MAGRPOTrainer setup:

  • agent_model or agents: Model identifier string for homogeneous agents, or list of agent models (multi-agent agent_model must be a string)
  • num_agents: Number of agents
  • tokenizer: The tokenizer (required)
  • reward_func: Callable that returns a list of floats (required)
  • reward_processor: Optional processor to apply to rewards (e.g., scaling)
  • formatters: Single callable or list of callables for each agent to format prompts
  • args: Instance of MAGRPOConfig (optional)
  • train_dataset: Training dataset (required)
  • eval_dataset: Evaluation dataset (optional)
  • model_config: Model configuration dict (optional)
  • wandb_config: Configuration for Weights & Biases logging (optional)
  • external_transition: Function providing transitions between turns
  • eval_logger: Evaluation logger function (optional)
  • eval_aggregator: Evaluation aggregator function (optional)

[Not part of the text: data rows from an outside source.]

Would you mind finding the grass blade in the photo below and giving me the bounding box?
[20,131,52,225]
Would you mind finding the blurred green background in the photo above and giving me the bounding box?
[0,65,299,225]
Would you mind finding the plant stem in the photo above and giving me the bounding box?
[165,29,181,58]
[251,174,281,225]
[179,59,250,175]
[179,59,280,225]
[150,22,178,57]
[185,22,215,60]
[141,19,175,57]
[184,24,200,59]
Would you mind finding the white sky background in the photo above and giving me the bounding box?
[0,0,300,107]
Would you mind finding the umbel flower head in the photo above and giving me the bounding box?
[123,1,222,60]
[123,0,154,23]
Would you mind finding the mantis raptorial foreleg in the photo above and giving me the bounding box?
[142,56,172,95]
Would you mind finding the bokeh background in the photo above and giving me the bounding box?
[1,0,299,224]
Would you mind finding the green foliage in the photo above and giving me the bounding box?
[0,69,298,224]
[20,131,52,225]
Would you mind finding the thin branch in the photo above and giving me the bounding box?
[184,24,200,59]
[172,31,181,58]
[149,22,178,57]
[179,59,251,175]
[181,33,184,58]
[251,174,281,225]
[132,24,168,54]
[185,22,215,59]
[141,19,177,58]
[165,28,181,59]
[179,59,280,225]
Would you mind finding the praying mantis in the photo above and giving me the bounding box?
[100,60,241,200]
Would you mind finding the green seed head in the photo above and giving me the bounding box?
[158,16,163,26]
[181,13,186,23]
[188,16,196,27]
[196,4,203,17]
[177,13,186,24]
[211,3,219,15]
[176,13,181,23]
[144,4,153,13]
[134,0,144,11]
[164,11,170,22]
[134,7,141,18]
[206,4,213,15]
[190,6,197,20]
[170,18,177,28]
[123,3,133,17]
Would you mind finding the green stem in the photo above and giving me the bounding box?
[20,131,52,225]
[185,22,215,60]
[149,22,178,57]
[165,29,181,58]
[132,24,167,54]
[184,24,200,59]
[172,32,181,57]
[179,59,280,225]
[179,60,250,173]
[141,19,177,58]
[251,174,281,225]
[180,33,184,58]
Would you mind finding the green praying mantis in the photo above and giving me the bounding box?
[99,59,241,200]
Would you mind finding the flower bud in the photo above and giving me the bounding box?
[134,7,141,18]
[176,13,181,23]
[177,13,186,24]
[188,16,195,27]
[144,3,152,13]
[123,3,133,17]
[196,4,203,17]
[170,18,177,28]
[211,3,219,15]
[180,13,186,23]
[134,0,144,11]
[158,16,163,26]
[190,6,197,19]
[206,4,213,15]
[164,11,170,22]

For simplicity, MAGRPO computes the policy gradient using the current policy’s samples without importance sampling or ratio clipping. And since it does not use a critic model, there is no value_clip_range applicable.

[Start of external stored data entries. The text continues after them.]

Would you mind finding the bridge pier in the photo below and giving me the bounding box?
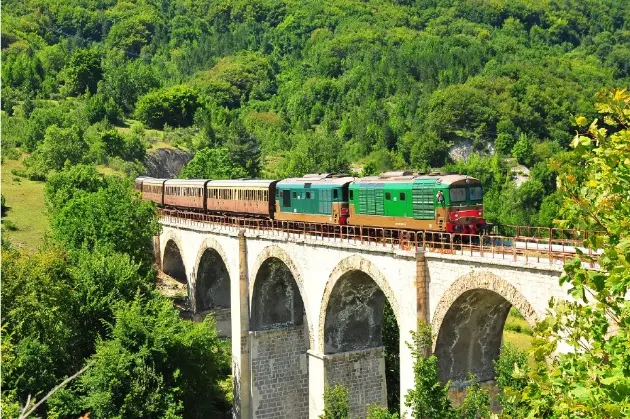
[250,326,309,418]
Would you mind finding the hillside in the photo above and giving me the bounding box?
[2,0,629,229]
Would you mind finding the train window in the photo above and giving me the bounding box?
[400,192,406,201]
[350,190,354,200]
[470,186,483,201]
[306,192,311,199]
[385,192,391,200]
[450,188,466,202]
[292,192,297,199]
[333,189,338,199]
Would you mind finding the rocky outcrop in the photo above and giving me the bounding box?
[144,147,193,178]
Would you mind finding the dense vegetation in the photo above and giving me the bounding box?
[3,0,630,227]
[2,0,629,416]
[1,167,232,418]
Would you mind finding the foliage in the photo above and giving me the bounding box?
[36,125,88,171]
[320,385,349,419]
[493,343,529,417]
[503,89,630,417]
[47,170,159,272]
[180,147,248,179]
[455,374,491,419]
[53,295,231,419]
[367,404,399,419]
[135,85,201,129]
[405,322,454,419]
[382,301,400,414]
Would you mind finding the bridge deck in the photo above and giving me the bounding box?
[159,209,600,269]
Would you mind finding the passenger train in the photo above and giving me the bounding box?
[135,172,487,234]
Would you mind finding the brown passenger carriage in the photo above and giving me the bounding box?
[141,178,167,206]
[164,179,209,210]
[206,179,278,217]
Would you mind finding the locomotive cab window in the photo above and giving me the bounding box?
[450,187,466,202]
[469,186,483,201]
[349,190,354,200]
[306,192,311,199]
[400,192,406,201]
[292,192,297,199]
[333,189,338,199]
[385,192,391,200]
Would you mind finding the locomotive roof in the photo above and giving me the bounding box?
[353,174,480,185]
[206,179,278,188]
[277,175,355,187]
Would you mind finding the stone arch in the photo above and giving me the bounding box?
[193,237,231,314]
[318,255,401,354]
[432,271,538,385]
[162,232,186,284]
[249,246,311,419]
[250,245,313,347]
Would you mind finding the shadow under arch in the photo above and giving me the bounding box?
[249,245,313,348]
[163,239,186,284]
[432,271,538,385]
[193,238,232,314]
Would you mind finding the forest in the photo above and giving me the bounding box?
[2,0,630,226]
[1,0,629,417]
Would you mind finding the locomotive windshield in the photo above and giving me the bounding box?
[469,186,483,201]
[450,188,466,202]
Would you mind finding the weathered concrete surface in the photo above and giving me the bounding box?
[251,257,304,330]
[324,270,385,354]
[158,219,567,418]
[435,289,511,384]
[251,326,309,419]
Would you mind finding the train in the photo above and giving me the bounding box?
[135,171,487,234]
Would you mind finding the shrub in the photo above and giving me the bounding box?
[135,85,200,129]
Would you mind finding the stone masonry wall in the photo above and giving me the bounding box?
[250,326,309,419]
[324,347,387,419]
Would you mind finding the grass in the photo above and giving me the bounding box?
[503,307,535,363]
[1,157,48,250]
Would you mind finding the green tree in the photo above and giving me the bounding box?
[455,374,490,419]
[320,385,349,419]
[512,133,534,166]
[61,47,102,96]
[37,125,88,171]
[135,85,201,129]
[180,147,248,179]
[493,343,529,417]
[405,322,454,419]
[48,174,159,272]
[507,89,630,417]
[59,295,231,419]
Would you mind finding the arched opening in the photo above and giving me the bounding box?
[251,257,305,330]
[323,269,399,416]
[196,248,230,312]
[435,289,512,385]
[250,257,309,418]
[195,247,231,337]
[163,240,186,284]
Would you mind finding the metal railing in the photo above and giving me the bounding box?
[159,209,600,266]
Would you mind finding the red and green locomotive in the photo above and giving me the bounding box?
[136,172,486,233]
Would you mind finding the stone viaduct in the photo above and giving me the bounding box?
[157,216,569,418]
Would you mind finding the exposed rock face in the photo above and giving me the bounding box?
[144,147,193,178]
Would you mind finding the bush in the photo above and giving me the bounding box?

The trainer uses a fixed training DataLoader batch size of 1 and requires at least num_generations=2 generations for group baseline computation. The training use batch gradient descent by default, where train_batch_size=rollout_buffer_size.

Other Variants#

CoMLRL also provides other MA-REINFORCE variants with different baselines:

  • MARLOO: Multi‑Agent REINFORCE Leave‑One‑Out. Baseline is the mean return of other agents (leave‑one‑out) at the same step.
\[ J(\theta_i) = \mathbb{E}_{\mathbf{o}_0 \sim \mathcal{D}, \mathbf{h}_t \sim \boldsymbol{\pi}_{\boldsymbol{\theta}}} \Bigg[\frac{1}{K}\sum_{k=1}^{K}\sum_{t=0}^{H-1} \left(R^{k}_t - \frac{1}{K-1}\sum_{l=1, l\neq k}^{K}R^{l}_t\right) \cdot \log \pi_{\theta_i}(a^{k}_{i,t}\mid h_{i,t})\Bigg]. \]
  • MAREMAX: Multi‑Agent REINFORCE with Group Max. Baseline is the maximum group return at the step.
\[ J(\theta_i) = \mathbb{E}_{\mathbf{o}_0 \sim \mathcal{D}, \mathbf{h}_t \sim \boldsymbol{\pi}_{\boldsymbol{\theta}}} \Bigg[\frac{1}{K}\sum_{k=1}^{K}\sum_{t=0}^{H-1} \left(R^{k}_t - \mathrm{max}_l\, R^l_t \right) \cdot \log \pi_{\theta_i}(a^{k}_{i,t}\mid h_{i,t})\Bigg]. \]

These classes and MA-REINFORCE are derived from comlrl.trainers.reinforce.MAGRPOTrainer. Interfaces for the trainer and configuration classes are the same as MAGRPOTrainer and MAGRPOConfig.